I’ve never been the kind of person who likes to be told not to think.
As a kid, I was sent to a Catholic school, and early on I spent a lot of time worrying about dying when I was not sinless and thus buying myself an eternity in hell. I told myself I should attend church because the nuns said skipping was a surefire way to land you in trouble, but I never quite worked up the resolve to go. Then, one day--and I must have been maybe eight or nine--I thought to myself, “What if I don’t believe in God?” So I tried it out, and, wow, did I feel a lot better! No more worries about hell or skipping church, and--bonus!--I got to tune out everything they told us in religion class, which is probably why most of what I know about Christianity comes from “Godspell” or “Jesus Christ, Superstar.”
Looking back, I can see that decision was the first of many; I spent a lot of my youth doubting and/or quietly rejecting what everyone else said was true. I did not care for Bruce Springsteen’s music, no matter how many copies "Born in the USA" sold; instead, I subscribed to Options magazine, where I learned about Lene Lovich and queercore bands like Pansy Division and Cunts With Attitude. “Paradise by the Dashboard Lights” was a tedious cringe, but “Lust to Love” got me on my feet. I played Dungeons & Dragons when geek chic was still far in the future, and read Tolkien before Peter Jackson directed his first film. I remember thinking Frenchie looked great with pink hair--if that’s what dropping out of high school got you, not bad! If the mainstream opinion was to avoid a thing, I took a closer look. I liked that about me then, and I like it about me now.
This predilection carried into my politics and still does. I tend to sympathize not with the accustomed but with the unusual, so I support equality, diversity, empiricism, fairness, and intellectual curiosity. Down with dogma and up with inquiry, that’s me, so obviously I am a liberal, or a progressive, if you insist. If I wanted dogma, I’d be a conservative.
And dogma is what’s on my mind, but not that of conservatives, which I rejected long ago. Over the past ten or fifteen years, I’ve seen the rise of liberal dogma, which can often be as narrow-minded as the most right-wing doctrine, even if it seems kinder. Dogma arises from ideas...ideas like these:
Identitarian deference: Lived experience trumps empiricism.
Believe survivors: All reports of sexual assault are true.
Offense / apology: If my feelings are hurt, someone must apologize.
These are good ideas, but like all ideas, they need some contextualizing.

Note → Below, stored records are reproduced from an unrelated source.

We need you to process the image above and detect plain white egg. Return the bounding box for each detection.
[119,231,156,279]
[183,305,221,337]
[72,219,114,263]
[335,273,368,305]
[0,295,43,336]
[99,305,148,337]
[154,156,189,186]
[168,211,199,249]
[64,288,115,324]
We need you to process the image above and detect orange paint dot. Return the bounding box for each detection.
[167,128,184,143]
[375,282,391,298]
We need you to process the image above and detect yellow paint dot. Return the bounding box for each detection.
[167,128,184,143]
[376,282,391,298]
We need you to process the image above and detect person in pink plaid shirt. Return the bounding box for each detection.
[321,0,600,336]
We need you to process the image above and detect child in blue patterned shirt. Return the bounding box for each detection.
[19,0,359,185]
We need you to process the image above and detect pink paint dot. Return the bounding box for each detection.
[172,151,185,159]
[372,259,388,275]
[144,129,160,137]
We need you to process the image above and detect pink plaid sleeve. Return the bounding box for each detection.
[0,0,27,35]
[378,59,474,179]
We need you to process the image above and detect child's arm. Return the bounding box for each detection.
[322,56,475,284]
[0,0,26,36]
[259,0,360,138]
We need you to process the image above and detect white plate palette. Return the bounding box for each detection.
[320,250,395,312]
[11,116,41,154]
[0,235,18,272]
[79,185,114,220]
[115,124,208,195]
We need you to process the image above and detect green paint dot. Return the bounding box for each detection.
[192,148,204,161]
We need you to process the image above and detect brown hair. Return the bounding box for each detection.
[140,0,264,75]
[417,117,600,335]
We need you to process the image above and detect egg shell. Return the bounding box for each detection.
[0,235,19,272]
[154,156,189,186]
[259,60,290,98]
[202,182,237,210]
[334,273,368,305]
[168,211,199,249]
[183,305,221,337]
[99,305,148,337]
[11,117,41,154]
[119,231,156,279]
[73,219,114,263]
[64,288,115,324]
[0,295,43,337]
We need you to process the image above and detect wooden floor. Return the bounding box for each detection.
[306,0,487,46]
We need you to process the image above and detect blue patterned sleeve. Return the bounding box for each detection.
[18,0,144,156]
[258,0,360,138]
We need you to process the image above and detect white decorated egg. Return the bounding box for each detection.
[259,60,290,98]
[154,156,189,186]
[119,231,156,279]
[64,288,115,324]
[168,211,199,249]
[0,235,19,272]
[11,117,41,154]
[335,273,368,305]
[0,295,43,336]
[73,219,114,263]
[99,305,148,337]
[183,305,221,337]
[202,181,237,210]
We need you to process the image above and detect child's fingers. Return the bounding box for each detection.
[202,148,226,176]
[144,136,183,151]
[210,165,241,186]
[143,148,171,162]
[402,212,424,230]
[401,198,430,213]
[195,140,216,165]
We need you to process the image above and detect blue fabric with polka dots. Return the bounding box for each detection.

Conversations about race should not be held without the participation of racial minorities, but what if Kamala Harris tells me one thing and Clarence Thomas another?
Those who claim to have been sexually assaulted should not be summarily dismissed as liars, but there is a long history of white people, men and women, falsely accusing black men of rape, often simply to justify a lynching. Should those accusers have been believed?
We should try not to offend others, but does that mean that any conversation about the uncomfortable topic of institutional racism should be preceded by an apology?
These questions are one way to help put these ideas into context but when they turn into dogma...well, dogma is never contextualized. What is dogmatic is true in every situation for everyone, all of the time.
How do you have a discussion that honors the ideas but avoids the dogma?
A tell of dogma is that it does not facilitate conversations; it shuts them down. The idea of intersectionality has us consider just how the experiences of minorities can differ; the dogma forces us to value speech in terms of the amount of oppression the speaker has suffered. The idea of class interest provides context for understanding what someone is saying; the dogma requires us to reject out of hand any idea that comes from outside the tribe. Whenever a concept becomes a commandment it has stepped over the line into dogma, and that’s not a place where any liberal should follow. So, the way you have a discussion is to remember that ideas open our minds; dogma, whether from the left or from the right, closes them.
If a closed mind is a necessary precursor for liberal purity, then I’ll stay dirty, thanks. Thinking is something I enjoy, and after all these years, something I do pretty well. Although I won’t claim I am the best thinker, I don’t care to stop. Then, or now.